Bulgular, üşüme, titreme ve ateşle başlayıp halsizlik, kırgınlık, baş, kas, eklem ve sırt ağrıları belirtilerinin yanı sıra boğazda kuruluk, kızarıklık, ağrı ve yanma hissi ile ağırlaşır. Bir hafta gibi bir sürede iyileşme beklense de yaşlılarda, genç çocuklarda, gebelerde, kronik hastalığa sahip olanlarda, herhangi bir nedenle direnci düşük olanlarda daha ağır seyretmekte, bazen kulak ve akciğer iltihapları ile durum ağırlaşabilmektedir. Grip, hastane yatışlarına ve hatta ölümlere neden olabilen bir hastalıktır. Bu nedenle gripten korunmak hastalığın tedavisinden çok daha önemlidir.
Prof. Dr. Yoldaşcan: “Gripten korunmada en etkili yöntem aşıdır”
“Hastalıktan korunmada en etkili yöntem aşılanmaktır. Grip aşısı ile bağışıklanmanın önemi Dünya Sağlık Örgütü (DSÖ) tarafından da her yıl vurgulanmaktadır. Hastalık oluşturan influenza virüslerinin neredeyse tamamı influenza A ve influenza B alt tiplerine aittir ve aşılar içerisinde her iki alt tipe ait alt türler yer almaktadır, her yıl aşıların içeriklerinde değişen virüs tiplerine göre değişiklik yapılmakta ve kullanıma sunulmaktadır. Özellikle aşılama; grip için risk altında olan “küçük çocuklar, 65 yaşından büyükler, şeker hastaları, astım ve kronik akciğer hastalığı bulunanlar, organ nakli yapılanlar, böbrek hastaları, bakımevi ve huzurevlerinde kalanlar, bağışıklık sistemini baskılayıcı tedavi görenler ve anne adayları ve bebekleri” için önceliklidir.

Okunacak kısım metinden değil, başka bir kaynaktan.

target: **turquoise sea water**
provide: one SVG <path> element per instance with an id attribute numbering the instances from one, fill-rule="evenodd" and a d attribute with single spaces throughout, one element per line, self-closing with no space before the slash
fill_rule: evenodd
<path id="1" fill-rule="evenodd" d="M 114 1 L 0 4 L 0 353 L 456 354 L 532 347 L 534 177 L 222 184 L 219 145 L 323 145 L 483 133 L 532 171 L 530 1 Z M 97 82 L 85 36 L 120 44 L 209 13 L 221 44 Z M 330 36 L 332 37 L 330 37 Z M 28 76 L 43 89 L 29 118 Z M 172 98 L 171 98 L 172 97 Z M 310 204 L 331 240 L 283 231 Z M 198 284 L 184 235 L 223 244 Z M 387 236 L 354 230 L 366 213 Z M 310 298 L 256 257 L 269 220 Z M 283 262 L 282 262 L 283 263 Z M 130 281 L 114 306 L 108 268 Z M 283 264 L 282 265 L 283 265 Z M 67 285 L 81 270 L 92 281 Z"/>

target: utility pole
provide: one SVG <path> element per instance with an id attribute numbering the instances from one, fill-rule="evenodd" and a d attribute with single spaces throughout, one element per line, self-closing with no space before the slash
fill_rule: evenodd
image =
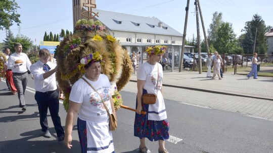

Grip(İnfluenza) aşısı hastalıktan ölümleri engeller.
Aşı için ideal zaman eylül ayı sonu ile ekim sonu arasıdır. Ancak aşılama grip mevsimi bitinceye kadar yapılabilir. Canlı bir aşı olmadığından, aşının ciddi yan etkisi yoktur .Aşı yapıldıktan sonra 6 ay süreyle koruma sağlar.”
Prof. Dr. Yoldaşcan: “Gripte, doktor tavsiyesi olmadan ilaç alınmamalıdır”
Hastalığın tedavisi için; Bulgular başladığında hekime başvurulmalı, önerileri doğrultusunda yatak istirahatine, bulunulan ortamın uygun ısıda olmasına ve iyi havalandırılmasına dikkat edilerek, oda havasının nemli olması sağlanmalıdır. Bol sıvı alımı yapılmalı, meyve suyu ve kafeinsiz içecekler tercih edilerek, beslenmeye dikkat edilmeli, iştahsızlık varsa enerji ihtiyacını gidermek için karbonhidrat bakımından zengin diyet uygulanmalı, doktor tavsiyesi olmadan ilaç alınmamalıdır. Grip, viral bir hastalık olduğundan antibiyotik türü ilaçlara başlanmaz. Antibiyotiklerle tedavi ancak, hastalığın zemin oluşturduğu bir bakteriyel hastalık eklendiği tanısını koyan hekim tarafından yapılır.”